Spiritual independence and interdependence
Often, when the word spiritual comes up, we think of religion. Religion is an institution and it can be spiritual, but it isn’t a requirement for spirituality. To be spiritual is to know yourself.
Do you know that your thoughts and decisions are yours? Or are you haunted by the ones you’ve adopted (or seek) from others, by the people around you and the media you consume?
As a parent, I used to ask myself (and still do, actually), what can I say to help guide my child(ren) to their inner compass, so that they know that their decisions are theirs, true to who they are? As an example of this, instead of telling them how I felt about something they did, I’d ask them how they felt about it and then work with that. When given a chance, children can feel so much more proud of a B or C in an assignment that they struggled through and learned so much from than an A that came too easily. Same with playground behaviors. When they get to tell you about it, they get to own both the process and result, and learn to tap into their deeper values, rather than get conditioned to seek approval or avoid punishment. To me, this was the best gift I could provide as a parent: their ability to become self referred.

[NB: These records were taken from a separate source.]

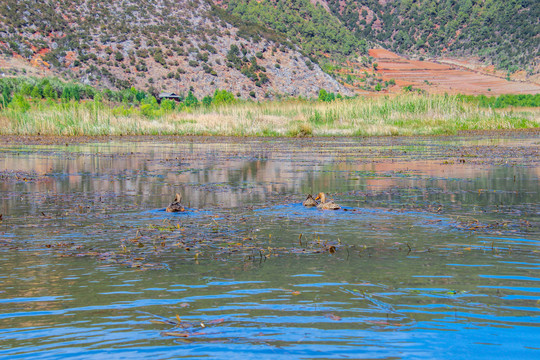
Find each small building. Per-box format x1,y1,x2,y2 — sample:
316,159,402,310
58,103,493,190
158,92,184,102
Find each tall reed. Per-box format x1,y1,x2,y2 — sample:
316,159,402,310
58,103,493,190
0,95,540,136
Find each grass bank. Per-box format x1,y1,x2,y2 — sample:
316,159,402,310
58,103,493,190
0,94,540,137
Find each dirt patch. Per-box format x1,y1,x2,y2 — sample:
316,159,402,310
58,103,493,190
369,49,540,95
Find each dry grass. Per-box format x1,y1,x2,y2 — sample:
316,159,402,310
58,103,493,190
0,95,540,136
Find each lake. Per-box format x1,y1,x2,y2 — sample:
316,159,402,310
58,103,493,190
0,132,540,359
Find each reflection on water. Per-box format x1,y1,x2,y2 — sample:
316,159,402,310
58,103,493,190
0,138,540,359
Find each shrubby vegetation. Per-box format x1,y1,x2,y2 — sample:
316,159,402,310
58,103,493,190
0,78,237,117
0,78,540,136
328,0,540,72
219,0,367,61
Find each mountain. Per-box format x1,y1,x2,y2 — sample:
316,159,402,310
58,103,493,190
0,0,540,99
0,0,351,99
320,0,540,74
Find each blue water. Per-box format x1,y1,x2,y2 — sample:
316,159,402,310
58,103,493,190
0,138,540,359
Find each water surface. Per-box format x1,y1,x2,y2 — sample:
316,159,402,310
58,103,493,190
0,135,540,359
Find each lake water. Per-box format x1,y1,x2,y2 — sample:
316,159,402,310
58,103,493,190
0,134,540,359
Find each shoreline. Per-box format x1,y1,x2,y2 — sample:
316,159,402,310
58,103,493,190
0,128,540,146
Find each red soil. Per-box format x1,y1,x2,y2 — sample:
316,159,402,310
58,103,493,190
369,49,540,95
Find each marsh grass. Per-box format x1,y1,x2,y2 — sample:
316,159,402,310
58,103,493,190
0,95,540,137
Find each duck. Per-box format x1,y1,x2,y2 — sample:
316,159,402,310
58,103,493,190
315,193,341,210
165,193,186,212
302,194,319,206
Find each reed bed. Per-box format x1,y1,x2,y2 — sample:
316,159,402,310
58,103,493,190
0,94,540,137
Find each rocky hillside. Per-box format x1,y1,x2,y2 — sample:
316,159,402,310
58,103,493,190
319,0,540,75
0,0,350,99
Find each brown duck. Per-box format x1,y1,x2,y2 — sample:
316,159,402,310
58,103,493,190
302,194,319,206
165,193,186,212
315,193,341,210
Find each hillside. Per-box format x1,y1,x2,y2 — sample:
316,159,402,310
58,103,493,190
0,0,540,100
320,0,540,75
0,0,351,99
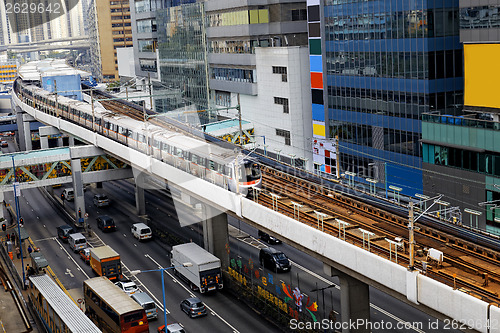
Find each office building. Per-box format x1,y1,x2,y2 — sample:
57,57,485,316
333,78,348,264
0,0,84,45
205,0,312,162
307,0,463,195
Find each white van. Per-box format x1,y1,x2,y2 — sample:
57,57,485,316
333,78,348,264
63,187,75,201
130,292,158,320
130,223,153,240
68,232,87,252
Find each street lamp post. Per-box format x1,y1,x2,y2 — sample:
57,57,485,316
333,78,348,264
130,262,193,332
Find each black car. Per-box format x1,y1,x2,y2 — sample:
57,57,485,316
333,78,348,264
259,247,292,272
259,230,281,245
57,224,76,243
181,297,207,318
96,215,116,231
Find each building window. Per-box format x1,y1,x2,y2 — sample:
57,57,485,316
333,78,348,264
274,97,290,113
138,39,156,52
273,66,288,82
215,90,231,107
292,9,307,21
137,19,156,33
276,128,291,146
211,68,255,83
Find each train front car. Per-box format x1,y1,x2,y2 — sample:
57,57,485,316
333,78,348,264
233,158,262,197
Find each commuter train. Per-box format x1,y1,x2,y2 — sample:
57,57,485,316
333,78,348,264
14,79,262,195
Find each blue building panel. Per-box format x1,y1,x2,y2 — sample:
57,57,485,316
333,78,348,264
325,0,458,18
309,55,323,73
328,109,422,133
327,75,464,93
325,36,461,52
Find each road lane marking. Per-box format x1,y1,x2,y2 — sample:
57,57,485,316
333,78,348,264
122,261,170,314
55,238,90,279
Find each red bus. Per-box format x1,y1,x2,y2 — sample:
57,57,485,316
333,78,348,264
83,276,149,333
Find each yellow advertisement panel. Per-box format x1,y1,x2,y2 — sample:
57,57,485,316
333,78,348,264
464,44,500,108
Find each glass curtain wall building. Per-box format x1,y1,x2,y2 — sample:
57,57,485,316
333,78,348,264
314,0,463,195
156,0,209,119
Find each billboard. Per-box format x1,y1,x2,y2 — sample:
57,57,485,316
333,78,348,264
464,44,500,108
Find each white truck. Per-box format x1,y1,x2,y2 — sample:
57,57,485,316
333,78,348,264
171,243,224,293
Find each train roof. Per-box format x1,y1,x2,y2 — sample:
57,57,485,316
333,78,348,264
83,276,142,315
163,135,236,164
29,274,101,333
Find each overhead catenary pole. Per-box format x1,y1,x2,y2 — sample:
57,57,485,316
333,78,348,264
90,89,95,131
148,73,153,110
335,135,340,179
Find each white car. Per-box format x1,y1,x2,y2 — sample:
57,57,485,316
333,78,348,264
115,280,139,296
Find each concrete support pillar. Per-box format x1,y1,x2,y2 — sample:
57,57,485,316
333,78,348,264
135,184,146,215
71,158,86,227
16,107,35,151
323,264,370,333
202,204,229,270
134,172,146,215
23,116,33,151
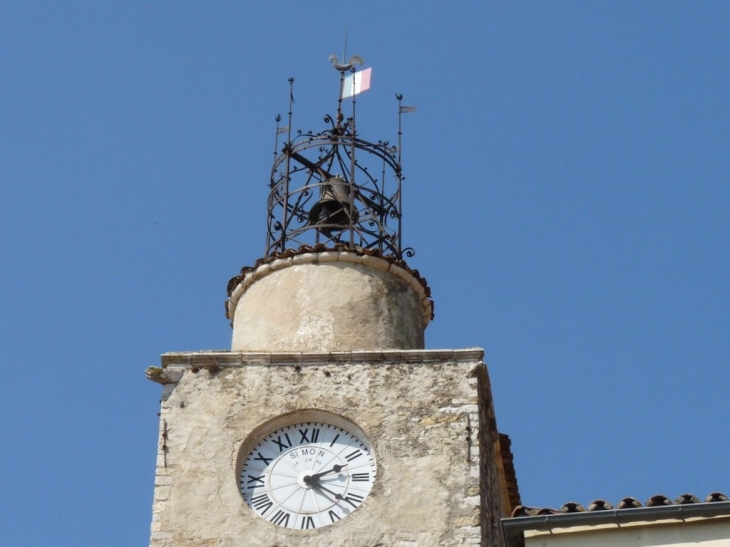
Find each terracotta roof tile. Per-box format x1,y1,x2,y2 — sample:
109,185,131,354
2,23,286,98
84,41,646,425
512,492,730,517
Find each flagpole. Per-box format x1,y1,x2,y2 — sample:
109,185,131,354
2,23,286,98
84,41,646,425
395,93,403,259
350,67,357,248
281,78,294,251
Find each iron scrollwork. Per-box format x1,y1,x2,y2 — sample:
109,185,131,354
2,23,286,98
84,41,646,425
266,112,413,259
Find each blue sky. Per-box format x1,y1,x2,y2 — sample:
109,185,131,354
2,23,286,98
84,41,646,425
0,0,730,547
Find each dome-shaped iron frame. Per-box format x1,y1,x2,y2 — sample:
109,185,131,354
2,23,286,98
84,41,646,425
266,79,414,260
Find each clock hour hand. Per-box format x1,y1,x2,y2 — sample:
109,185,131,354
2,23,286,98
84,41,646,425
312,482,343,501
304,464,347,483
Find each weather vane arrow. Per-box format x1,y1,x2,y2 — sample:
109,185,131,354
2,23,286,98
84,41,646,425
329,53,365,72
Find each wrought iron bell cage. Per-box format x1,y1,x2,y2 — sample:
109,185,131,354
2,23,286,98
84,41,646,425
266,73,414,260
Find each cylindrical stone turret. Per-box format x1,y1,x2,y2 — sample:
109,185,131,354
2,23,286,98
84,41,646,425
228,250,433,352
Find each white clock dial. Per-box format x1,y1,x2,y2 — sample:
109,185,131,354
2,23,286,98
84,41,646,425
239,422,376,529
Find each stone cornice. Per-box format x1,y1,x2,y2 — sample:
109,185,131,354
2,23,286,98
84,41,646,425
225,245,434,327
147,348,484,384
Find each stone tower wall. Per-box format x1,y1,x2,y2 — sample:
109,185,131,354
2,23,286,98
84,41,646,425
148,350,501,547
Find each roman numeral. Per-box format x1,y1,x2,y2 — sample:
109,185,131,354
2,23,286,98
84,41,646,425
271,509,290,526
274,433,291,452
345,450,362,462
251,494,274,515
298,427,319,444
248,475,264,488
254,452,274,465
343,494,365,507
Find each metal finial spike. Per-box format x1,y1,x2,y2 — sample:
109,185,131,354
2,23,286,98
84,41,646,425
329,53,365,72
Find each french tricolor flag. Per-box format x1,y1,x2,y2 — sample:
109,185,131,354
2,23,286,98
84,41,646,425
340,68,373,99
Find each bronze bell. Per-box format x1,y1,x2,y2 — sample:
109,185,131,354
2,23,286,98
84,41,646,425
309,176,350,237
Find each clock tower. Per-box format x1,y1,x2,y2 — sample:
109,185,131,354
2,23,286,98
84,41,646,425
147,57,519,547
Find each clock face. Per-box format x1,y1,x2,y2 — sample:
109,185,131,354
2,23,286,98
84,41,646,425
239,420,376,529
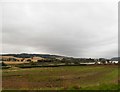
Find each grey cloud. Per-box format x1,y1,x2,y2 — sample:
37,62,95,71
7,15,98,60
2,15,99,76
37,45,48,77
3,3,117,57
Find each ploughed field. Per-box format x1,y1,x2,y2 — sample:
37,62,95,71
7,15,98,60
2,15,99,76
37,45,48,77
2,65,118,90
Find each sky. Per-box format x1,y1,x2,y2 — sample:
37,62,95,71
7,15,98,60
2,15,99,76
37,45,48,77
0,1,118,58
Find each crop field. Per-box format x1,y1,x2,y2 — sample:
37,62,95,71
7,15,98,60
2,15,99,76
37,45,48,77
2,65,118,90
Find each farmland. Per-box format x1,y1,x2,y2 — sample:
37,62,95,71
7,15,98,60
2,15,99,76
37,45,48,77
2,65,118,90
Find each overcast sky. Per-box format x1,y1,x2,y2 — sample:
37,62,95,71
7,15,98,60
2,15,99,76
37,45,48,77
2,2,118,58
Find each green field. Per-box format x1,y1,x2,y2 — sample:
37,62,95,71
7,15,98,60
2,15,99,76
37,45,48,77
2,65,118,90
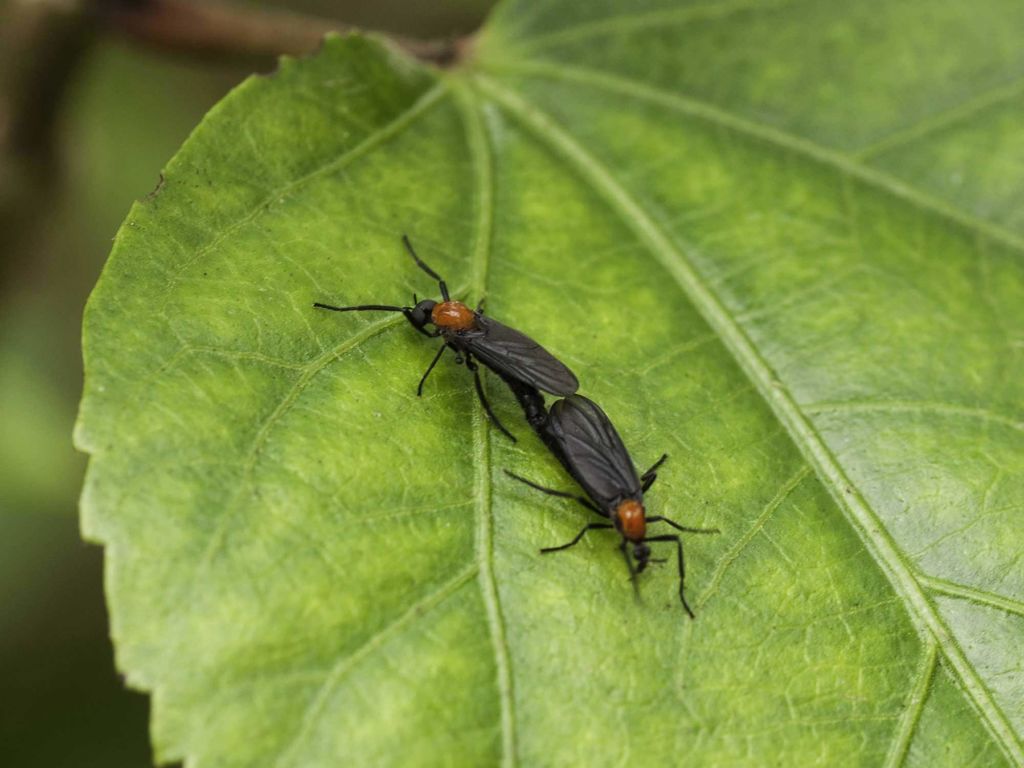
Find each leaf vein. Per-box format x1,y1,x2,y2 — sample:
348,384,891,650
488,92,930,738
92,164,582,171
456,81,517,766
885,643,939,768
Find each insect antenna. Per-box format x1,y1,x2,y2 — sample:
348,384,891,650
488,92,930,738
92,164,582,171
401,234,452,301
313,301,409,312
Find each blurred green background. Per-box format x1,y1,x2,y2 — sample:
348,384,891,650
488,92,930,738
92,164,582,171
0,0,492,767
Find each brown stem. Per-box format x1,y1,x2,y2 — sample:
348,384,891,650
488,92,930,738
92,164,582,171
0,0,94,287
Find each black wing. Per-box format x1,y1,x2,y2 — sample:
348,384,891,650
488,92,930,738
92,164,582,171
463,314,580,395
546,394,641,509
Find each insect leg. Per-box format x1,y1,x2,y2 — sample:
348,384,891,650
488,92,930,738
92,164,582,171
647,515,722,534
505,469,607,517
465,354,516,442
541,522,614,555
618,539,640,602
401,234,451,301
644,534,695,618
416,344,447,397
640,454,669,492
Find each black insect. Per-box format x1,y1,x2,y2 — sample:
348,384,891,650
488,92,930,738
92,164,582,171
506,393,719,618
313,234,580,441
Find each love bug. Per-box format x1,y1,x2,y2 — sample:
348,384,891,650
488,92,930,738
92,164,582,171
313,234,580,441
506,391,719,618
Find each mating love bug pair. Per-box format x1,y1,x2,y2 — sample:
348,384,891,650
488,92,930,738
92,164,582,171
313,236,718,616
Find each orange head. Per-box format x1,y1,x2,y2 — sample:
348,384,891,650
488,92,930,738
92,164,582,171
615,499,647,542
430,301,476,331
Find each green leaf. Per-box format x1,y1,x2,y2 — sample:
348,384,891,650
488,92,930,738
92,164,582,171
77,0,1024,766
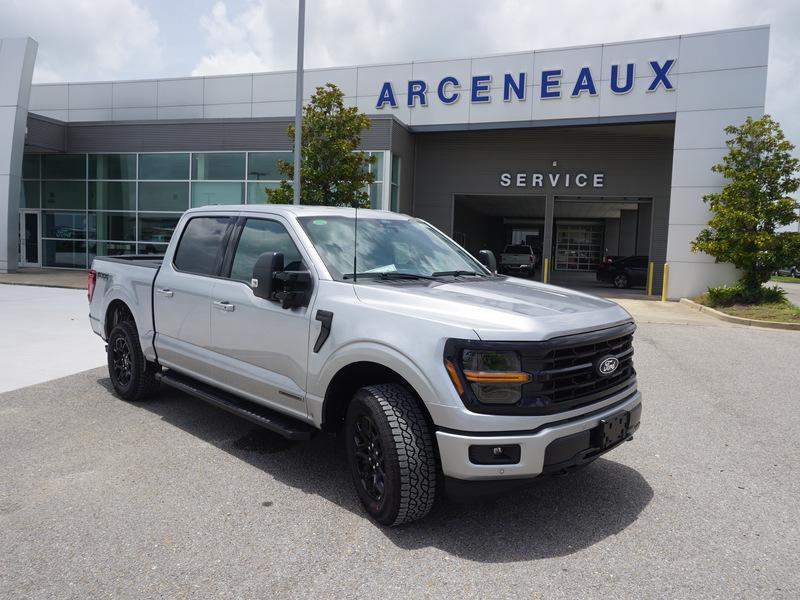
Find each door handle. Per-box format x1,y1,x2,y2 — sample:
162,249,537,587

Self referral isn’t enough, however. In order to have interdependence with the world, we must extend this same process to others. It’s okay, and in fact healthy, to disagree with others. But our work isn’t to make them wrong. Our work is to know how it impacts our sense of self and tend to that first. Our work is to understand that others come with different experiences, from different backgrounds, and with the same need to be heard, seen, understood, and safe. Tending to ourselves first helps us step back and discern between knee jerk reactions and responsiveness.
Independence Day is based on the dream that all men are created equal. Though we can see flaws in history around it, this dream is real. Sadly, we think we need to make others wrong to get there; we absolutely don’t. Even with our biggest opponents, there are common values at a higher level. How we go about living them - the difference - is influenced by our own history and pain, and we fight because we focus on what makes us blind. To wrong is to aggravate and divide. To understand is to open up conversation. To understand is the basis of any kind of freedom. To do so, we must first understand ourselves.
Let’s remember that our own thoughts create our own shackles, and on the same token, free us from them. When we learn to free ourselves, we learn to free others.
Yes, take action on behalf of what you believe is right. And at least just as important if not more, find peace, trust, and love within and towards yourself, and look to soothe your inner conflicts before judging others. Be for things, not against. Because no matter what you do, it’s what you have going on inside that influences what comes through in your actions. If there is war going on inside, even when you’re deeply compassionate about a cause, what lands is war. If there’s peace inside, what lands when you act is peace.
Spiritual freedom means to unleash ourselves from our own shackles. It increases our capacity to lead others to freedom. This gives us the best chance at coming together in one big united state, a true melting pot of ideas, creating space for a true melting pot of respectful and connected people.